On the screen, we see the magnification of a large blue cube:

VM/XA SP ONLINEXA SP ONLINE----      
 
                         SSSSS
                        S     S
BBBB  OOOO RRR    GGGG   SS      TTTTT   A   TTTTT EEEE
B   B O  O R  R  G         SS      T    A A    T   E
BBBB  O  O RRR   G  GG       SS    T   A   A   T   EEE         BORGVM
B   B O  O R R   G   G  S     S    T   AAAAA   T   E
BBBB  OOOO R  R   GGGG   SSSSS     T   A   A   T   EEEE
         =======================================================
                        ***********************
System Configuration:   *                     *  Computer & Information Systems
                        * Borg          State *
IBM ES/3090-600S        *      University     *           Center for
  6 Vector Facilities   *                     *          BORG Computing
512 Million Minds       *                     *
512 Collective Minds    *  2   0   4   8   9  *               CBC
 96 Mind Links          *                     *
0.5 Picasecond Clock     **                 **    This system is only for
                           ***           ***      use authorized by
VM/XA SP 2 + PR/SM            ****   ****         Intergalactic Borg Machines
                                  ***
LOGON TLM108                                                RUNNING   BORGVM

The sound of organ music, combined with the wheezing noises of an oversized coolant system emanates from the speakers.

Worf:
Captain, we have encountered the Borg.
Puckard:
Open a channel.
Worf:
They are opening a telnet session with us.
Puckard:
Datum, are we running the patched version of sendmail?
Datum:
Yes Captain, version 5.64 from Berkeley.
Borg:
YOU HAVE NO PARKING PERMIT!  PUT YOUR TRANSMISSION IN NEUTRAL AND PREPARE TO BE TOWED!
Puckard:
But the sign said parking 7am to 7pm.
Borg:
SIGNS ARE IRRELAVENT!  PARKING IS FUTILE!  YOU WILL BE TOWED!
Datum:
They are attempting to intimidate your department head sir.
Jorda:
Sendmail daemon is being probed.  Modulating Character set.  I think ASCII has them confused!
Lt.

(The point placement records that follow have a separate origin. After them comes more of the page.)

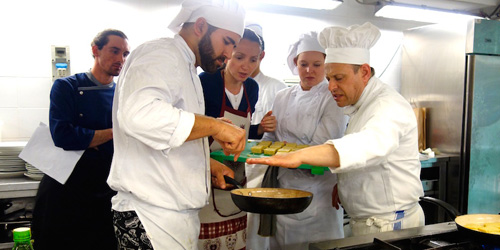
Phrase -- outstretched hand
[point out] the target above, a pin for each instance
(231, 138)
(218, 170)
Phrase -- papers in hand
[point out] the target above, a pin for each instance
(55, 162)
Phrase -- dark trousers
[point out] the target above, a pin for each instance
(76, 215)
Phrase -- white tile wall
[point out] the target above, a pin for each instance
(25, 62)
(29, 118)
(9, 117)
(8, 92)
(34, 92)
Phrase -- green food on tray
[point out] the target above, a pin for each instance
(258, 152)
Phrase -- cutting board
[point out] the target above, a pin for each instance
(247, 153)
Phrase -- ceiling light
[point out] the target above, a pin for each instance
(422, 13)
(310, 4)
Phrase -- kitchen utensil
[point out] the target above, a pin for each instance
(463, 220)
(269, 200)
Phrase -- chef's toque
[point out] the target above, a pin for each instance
(349, 45)
(256, 28)
(306, 42)
(223, 14)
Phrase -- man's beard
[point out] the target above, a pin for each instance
(207, 54)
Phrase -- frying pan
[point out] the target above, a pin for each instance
(269, 200)
(463, 220)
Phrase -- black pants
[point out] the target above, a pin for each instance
(76, 215)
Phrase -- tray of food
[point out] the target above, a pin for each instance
(256, 149)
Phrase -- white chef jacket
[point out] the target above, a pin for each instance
(308, 117)
(379, 169)
(159, 175)
(268, 87)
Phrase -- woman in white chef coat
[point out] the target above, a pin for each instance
(376, 161)
(307, 114)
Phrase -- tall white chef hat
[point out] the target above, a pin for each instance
(255, 27)
(306, 42)
(224, 14)
(349, 45)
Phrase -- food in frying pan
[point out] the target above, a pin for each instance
(491, 227)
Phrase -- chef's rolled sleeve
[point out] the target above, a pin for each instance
(183, 129)
(349, 156)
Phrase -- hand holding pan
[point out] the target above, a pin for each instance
(269, 200)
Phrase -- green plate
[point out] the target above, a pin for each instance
(247, 153)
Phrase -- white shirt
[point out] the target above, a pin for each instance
(308, 117)
(154, 169)
(268, 87)
(379, 169)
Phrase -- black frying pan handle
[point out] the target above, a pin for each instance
(232, 181)
(453, 212)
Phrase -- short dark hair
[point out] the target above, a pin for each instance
(250, 35)
(262, 40)
(103, 37)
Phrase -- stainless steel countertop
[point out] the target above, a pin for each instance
(393, 235)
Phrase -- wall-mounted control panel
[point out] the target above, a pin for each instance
(60, 62)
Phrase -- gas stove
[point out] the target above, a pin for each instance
(437, 236)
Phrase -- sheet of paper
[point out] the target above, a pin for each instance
(55, 162)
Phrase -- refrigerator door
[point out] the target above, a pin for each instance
(482, 133)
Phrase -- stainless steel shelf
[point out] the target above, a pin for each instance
(18, 187)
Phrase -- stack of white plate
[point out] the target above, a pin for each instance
(33, 173)
(10, 163)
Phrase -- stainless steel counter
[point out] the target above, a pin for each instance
(18, 187)
(393, 235)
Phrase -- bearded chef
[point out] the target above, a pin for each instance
(161, 168)
(376, 161)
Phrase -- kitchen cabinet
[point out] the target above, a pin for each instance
(442, 172)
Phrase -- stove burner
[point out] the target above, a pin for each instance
(444, 241)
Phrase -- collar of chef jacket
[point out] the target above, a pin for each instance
(352, 109)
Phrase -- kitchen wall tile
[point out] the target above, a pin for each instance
(9, 117)
(29, 118)
(8, 92)
(33, 92)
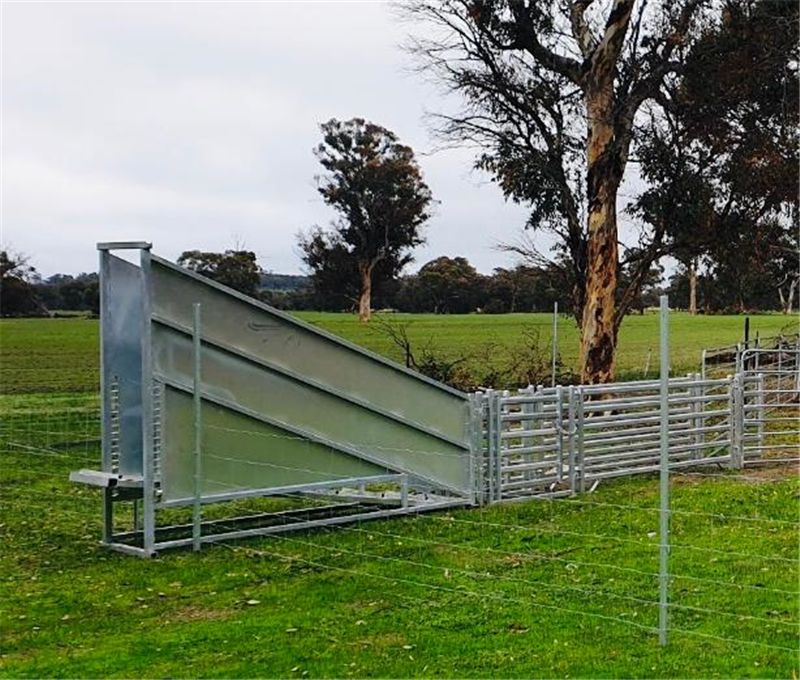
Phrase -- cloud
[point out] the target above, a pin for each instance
(192, 125)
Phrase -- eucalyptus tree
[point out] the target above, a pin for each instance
(553, 92)
(375, 184)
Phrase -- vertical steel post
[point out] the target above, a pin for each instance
(198, 428)
(492, 437)
(571, 437)
(700, 423)
(664, 475)
(499, 412)
(528, 423)
(555, 342)
(148, 434)
(737, 388)
(580, 418)
(760, 413)
(105, 406)
(559, 423)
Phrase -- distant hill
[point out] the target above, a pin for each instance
(284, 282)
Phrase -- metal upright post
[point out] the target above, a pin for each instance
(760, 412)
(555, 342)
(664, 475)
(580, 419)
(148, 444)
(559, 423)
(198, 429)
(571, 436)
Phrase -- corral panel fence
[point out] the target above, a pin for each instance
(563, 440)
(770, 409)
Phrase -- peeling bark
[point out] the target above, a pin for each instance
(693, 287)
(599, 336)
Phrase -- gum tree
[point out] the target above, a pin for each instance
(552, 91)
(374, 183)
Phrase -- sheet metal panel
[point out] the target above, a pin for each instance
(294, 346)
(243, 453)
(122, 320)
(304, 408)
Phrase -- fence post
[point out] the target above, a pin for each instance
(664, 477)
(529, 423)
(579, 425)
(559, 423)
(197, 514)
(500, 411)
(761, 412)
(555, 342)
(490, 444)
(737, 399)
(571, 436)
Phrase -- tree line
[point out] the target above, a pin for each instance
(561, 99)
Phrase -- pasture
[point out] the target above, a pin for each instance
(536, 589)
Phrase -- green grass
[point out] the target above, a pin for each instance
(555, 591)
(639, 334)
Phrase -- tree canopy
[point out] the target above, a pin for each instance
(237, 269)
(375, 185)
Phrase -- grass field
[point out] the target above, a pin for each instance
(45, 355)
(535, 589)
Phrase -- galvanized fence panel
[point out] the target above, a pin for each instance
(770, 405)
(560, 440)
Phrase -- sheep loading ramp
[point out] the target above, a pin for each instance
(210, 396)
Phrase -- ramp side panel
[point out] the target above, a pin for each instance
(121, 361)
(362, 432)
(240, 453)
(254, 329)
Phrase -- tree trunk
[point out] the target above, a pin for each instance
(692, 286)
(792, 289)
(599, 336)
(365, 298)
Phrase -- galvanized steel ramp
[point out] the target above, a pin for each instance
(280, 408)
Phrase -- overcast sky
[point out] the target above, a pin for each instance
(191, 125)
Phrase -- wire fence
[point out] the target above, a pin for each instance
(562, 561)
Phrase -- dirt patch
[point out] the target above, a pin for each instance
(194, 613)
(381, 641)
(772, 472)
(769, 472)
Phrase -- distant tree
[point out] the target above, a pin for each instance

Yarn:
Datum, be prepared to used mixed case with all caps, they have problems reading that.
Puckard:
Be warned, some of our people have tenure.
Datum:
Captain, Borg are going through personnel files.  Borg are firing our key personnel.
Puckard:
They can't do that.  Load usenet feed.  Fire a batch of news.
Worf:
No effect.  They have disk space to spare.
Datum :
Captain, apparently they have sufficent computing power even though their equipment is obsolete.
Puckard:
Break SMTP connection.  Prepare to make a run for the Toftree nebula in sector Boalsburg.
Datum:
Borg pursuing.  We seem to have temporarily lost them.

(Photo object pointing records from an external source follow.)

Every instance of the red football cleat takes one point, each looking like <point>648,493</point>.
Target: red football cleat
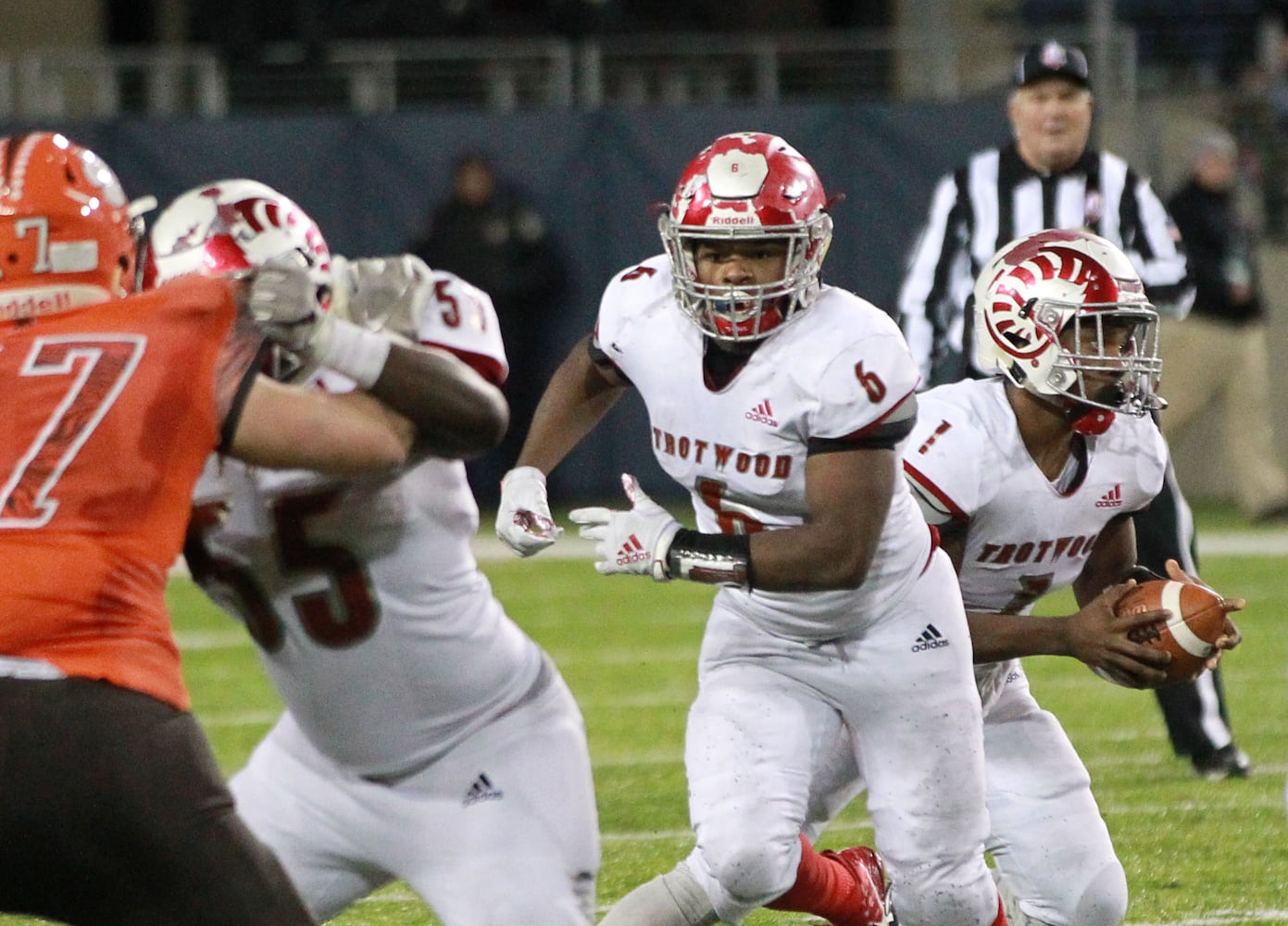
<point>872,906</point>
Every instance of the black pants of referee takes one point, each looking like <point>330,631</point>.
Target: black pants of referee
<point>1198,721</point>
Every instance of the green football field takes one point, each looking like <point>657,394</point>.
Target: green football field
<point>1195,852</point>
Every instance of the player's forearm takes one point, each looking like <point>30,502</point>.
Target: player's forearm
<point>997,636</point>
<point>573,404</point>
<point>456,412</point>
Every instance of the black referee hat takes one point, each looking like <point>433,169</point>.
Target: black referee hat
<point>1053,59</point>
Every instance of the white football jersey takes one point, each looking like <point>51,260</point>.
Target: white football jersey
<point>836,369</point>
<point>1027,536</point>
<point>363,595</point>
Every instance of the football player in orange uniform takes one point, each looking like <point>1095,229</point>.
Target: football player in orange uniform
<point>115,810</point>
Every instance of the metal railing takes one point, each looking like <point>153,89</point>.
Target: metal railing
<point>503,75</point>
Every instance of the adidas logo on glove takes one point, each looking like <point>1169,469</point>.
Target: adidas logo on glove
<point>632,551</point>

Scene 3: Captain Puckard is touring the ship.

Geynon:
You look depressed.
Puckard:
It looks rather bleak, yes.
Geynon:
When my university became a branch campus for the Borg, we thought all Academic freedom and daytime parking had died.  But we survived. As long as a single good teacher exists, you'll survive.
Puckard:
(Smiles grimly)  I hope so.

Sound of thudding hitting the hull.  Puckard's communicator beeps.

Puckard :
Puckard here.
Worf:
Captain, the Borg are mailing us pre-registration bills.  Can our VISA shields afford this?
Puckard:
No.  Prepare to exit Boalsburg Nebula.  Puckard out.

Scene 4: The bridge.

Worf:
Captain, the Borg have sent a message.  They say that, before they  destroy us, if we like, we can send them a check for their Alumni Association.  They claim to be a non-profit destructive hoard.
Puckard:
That'll be the Day!  Fire up gnews!
Datum:
The Borg are now terminating accounts at random.  They will eventually nullify ours.
Worf:
Home directory dissolving.  Our quota is zero.  All system daemons dumping core.

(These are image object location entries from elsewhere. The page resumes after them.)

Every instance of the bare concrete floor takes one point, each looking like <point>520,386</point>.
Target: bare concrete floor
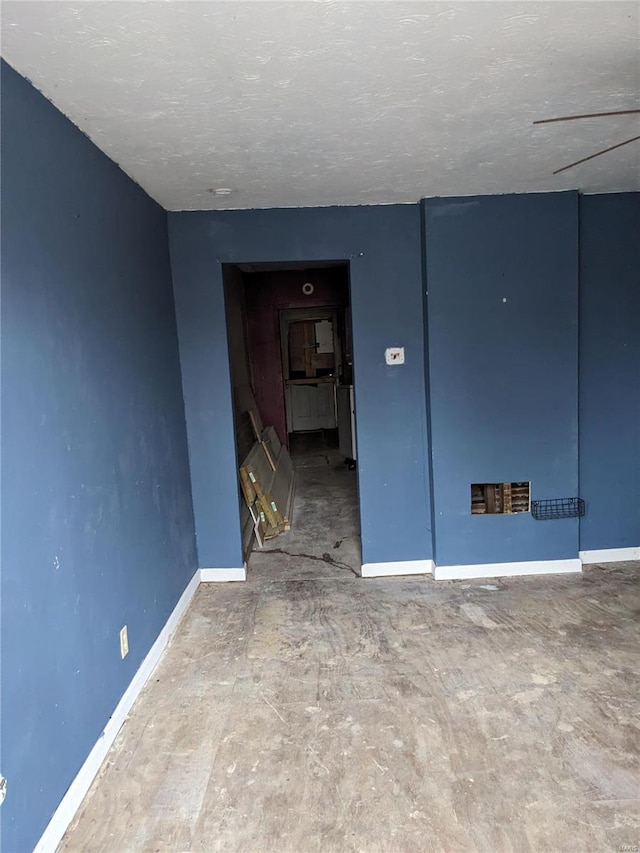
<point>309,710</point>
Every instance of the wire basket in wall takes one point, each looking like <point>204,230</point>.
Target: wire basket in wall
<point>557,508</point>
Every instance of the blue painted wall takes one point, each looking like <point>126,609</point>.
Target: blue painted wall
<point>97,525</point>
<point>610,370</point>
<point>383,245</point>
<point>502,280</point>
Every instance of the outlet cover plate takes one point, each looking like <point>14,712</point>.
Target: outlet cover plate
<point>394,355</point>
<point>124,642</point>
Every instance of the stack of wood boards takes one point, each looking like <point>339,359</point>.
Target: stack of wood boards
<point>266,477</point>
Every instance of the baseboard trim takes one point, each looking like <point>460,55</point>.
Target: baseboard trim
<point>78,789</point>
<point>610,555</point>
<point>223,575</point>
<point>402,567</point>
<point>501,570</point>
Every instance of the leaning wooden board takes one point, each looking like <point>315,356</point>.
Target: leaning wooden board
<point>267,477</point>
<point>282,485</point>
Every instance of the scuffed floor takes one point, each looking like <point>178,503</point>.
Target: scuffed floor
<point>309,710</point>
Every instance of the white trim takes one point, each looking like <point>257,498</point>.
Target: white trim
<point>78,789</point>
<point>610,555</point>
<point>499,570</point>
<point>401,567</point>
<point>223,575</point>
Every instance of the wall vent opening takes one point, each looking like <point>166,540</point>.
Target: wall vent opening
<point>499,498</point>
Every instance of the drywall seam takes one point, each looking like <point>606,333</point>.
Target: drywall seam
<point>78,789</point>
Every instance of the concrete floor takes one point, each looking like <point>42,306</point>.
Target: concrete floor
<point>309,710</point>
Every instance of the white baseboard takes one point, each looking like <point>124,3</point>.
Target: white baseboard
<point>610,555</point>
<point>501,570</point>
<point>223,575</point>
<point>402,567</point>
<point>78,789</point>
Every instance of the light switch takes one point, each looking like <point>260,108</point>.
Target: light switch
<point>394,355</point>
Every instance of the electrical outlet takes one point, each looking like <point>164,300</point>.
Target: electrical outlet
<point>394,355</point>
<point>124,642</point>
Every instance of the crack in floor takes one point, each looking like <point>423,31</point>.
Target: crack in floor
<point>325,558</point>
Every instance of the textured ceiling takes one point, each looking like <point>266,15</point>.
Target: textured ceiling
<point>315,103</point>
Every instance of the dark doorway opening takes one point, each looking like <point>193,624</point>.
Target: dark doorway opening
<point>291,364</point>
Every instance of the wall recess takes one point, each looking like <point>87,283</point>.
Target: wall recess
<point>500,498</point>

A Borg materializes and ftp's Captain Puckard to their ship.


Scene 5: Borg ship.  With several leather jacketed Borg Cops escorting Puckard to head Borg.

Borg:
WE WISH TO COMBINE YOUR STUDENT BODY WITH OUR OWN!  YOU WILL PAY TUITION. YOU WILL HAVE NO PARKING SPACE!  RESISTANCE IS FUTILE!
Puckard:
I will transfer first.
Borg:
TRANSFER IS IRRELEVANT.  DEATH IS IRRELEVANT.  TUITION INCREASES HOWEVER, ARE EXTREMELY IMPORTANT.

Scene 6: Enterprise bridge.

Reicher:
I am going to lead the away team to rescue the Captain.
Lt. Yarn:
Excuse me commander, but shouldn't I lead the away team?  I have more experience with VM/CMS than you do.
Troy:
Well, Reicher, Lt. Yarn does know how to read all caps, besides with the captain gone, who's going to plug security holes?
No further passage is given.